Here are two configuration files that you can use to implement a sidecar container with a logging agent. The first file contains a ConfigMap to configure fluentd.

apiVersion: v1
kind: ConfigMap
metadata:
  name: fluentd-config
data:
  fluentd.conf: |
    <source>
      type tail
      format none
      path /var/log/1.log
      pos_file /var/log/1.log.pos
      tag count.format1
    </source>

    <source>
      type tail
      format none
      path /var/log/2.log
      pos_file /var/log/2.log.pos
      tag count.format2
    </source>

    <match **>
      type google_cloud
    </match>    
Note: For information about configuring fluentd, see the fluentd documentation.

The second file describes a pod that has a sidecar container running fluentd.

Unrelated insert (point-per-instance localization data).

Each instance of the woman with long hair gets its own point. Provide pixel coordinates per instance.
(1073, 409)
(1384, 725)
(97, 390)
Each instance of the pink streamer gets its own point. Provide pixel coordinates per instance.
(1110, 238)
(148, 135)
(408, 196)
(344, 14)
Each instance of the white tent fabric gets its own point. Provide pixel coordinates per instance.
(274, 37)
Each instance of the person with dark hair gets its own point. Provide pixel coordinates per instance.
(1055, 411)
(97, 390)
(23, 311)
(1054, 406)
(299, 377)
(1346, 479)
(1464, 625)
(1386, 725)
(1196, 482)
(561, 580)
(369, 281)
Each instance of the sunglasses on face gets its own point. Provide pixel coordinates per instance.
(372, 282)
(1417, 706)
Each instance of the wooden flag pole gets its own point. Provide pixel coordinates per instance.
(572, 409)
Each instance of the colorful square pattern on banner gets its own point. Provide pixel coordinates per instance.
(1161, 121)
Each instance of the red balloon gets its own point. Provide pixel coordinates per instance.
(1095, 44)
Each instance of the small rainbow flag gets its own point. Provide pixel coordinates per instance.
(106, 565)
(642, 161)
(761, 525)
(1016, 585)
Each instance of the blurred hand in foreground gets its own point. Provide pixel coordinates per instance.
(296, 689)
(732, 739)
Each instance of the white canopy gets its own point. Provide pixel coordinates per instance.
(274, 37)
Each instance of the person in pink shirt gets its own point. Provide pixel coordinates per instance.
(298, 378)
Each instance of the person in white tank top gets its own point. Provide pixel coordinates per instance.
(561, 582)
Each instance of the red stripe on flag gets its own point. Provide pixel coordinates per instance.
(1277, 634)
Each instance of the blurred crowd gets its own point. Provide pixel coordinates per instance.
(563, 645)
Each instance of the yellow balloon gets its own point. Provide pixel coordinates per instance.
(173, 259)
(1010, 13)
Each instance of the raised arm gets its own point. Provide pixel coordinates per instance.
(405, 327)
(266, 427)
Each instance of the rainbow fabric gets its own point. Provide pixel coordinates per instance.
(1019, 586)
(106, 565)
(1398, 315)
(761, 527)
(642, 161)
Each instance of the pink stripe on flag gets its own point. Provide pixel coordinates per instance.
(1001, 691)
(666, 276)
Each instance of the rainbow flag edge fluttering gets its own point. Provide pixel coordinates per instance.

The pod mounts a volume where fluentd can pick up its configuration data.

apiVersion: v1
kind: Pod
metadata:
  name: counter
spec:
  containers:
  - name: count
    image: busybox
    args:
    - /bin/sh
    - -c
    - >
      i=0;
      while true;
      do
        echo "$i: $(date)" >> /var/log/1.log;
        echo "$(date) INFO $i" >> /var/log/2.log;
        i=$((i+1));
        sleep 1;
      done      
    volumeMounts:
    - name: varlog
      mountPath: /var/log
  - name: count-agent
    image: k8s.gcr.io/fluentd-gcp:1.30
    env:
    - name: FLUENTD_ARGS
      value: -c /etc/fluentd-config/fluentd.conf
    volumeMounts:
    - name: varlog
      mountPath: /var/log
    - name: config-volume
      mountPath: /etc/fluentd-config
  volumes:
  - name: varlog
    emptyDir: {}
  - name: config-volume
    configMap:
      name: fluentd-config

In the sample configurations, you can replace fluentd with any logging agent, reading from any source inside an application container.

Exposing logs directly from the application

Exposing logs directly from the application

Cluster-logging that exposes or pushes logs directly from every application is outside the scope of Kubernetes.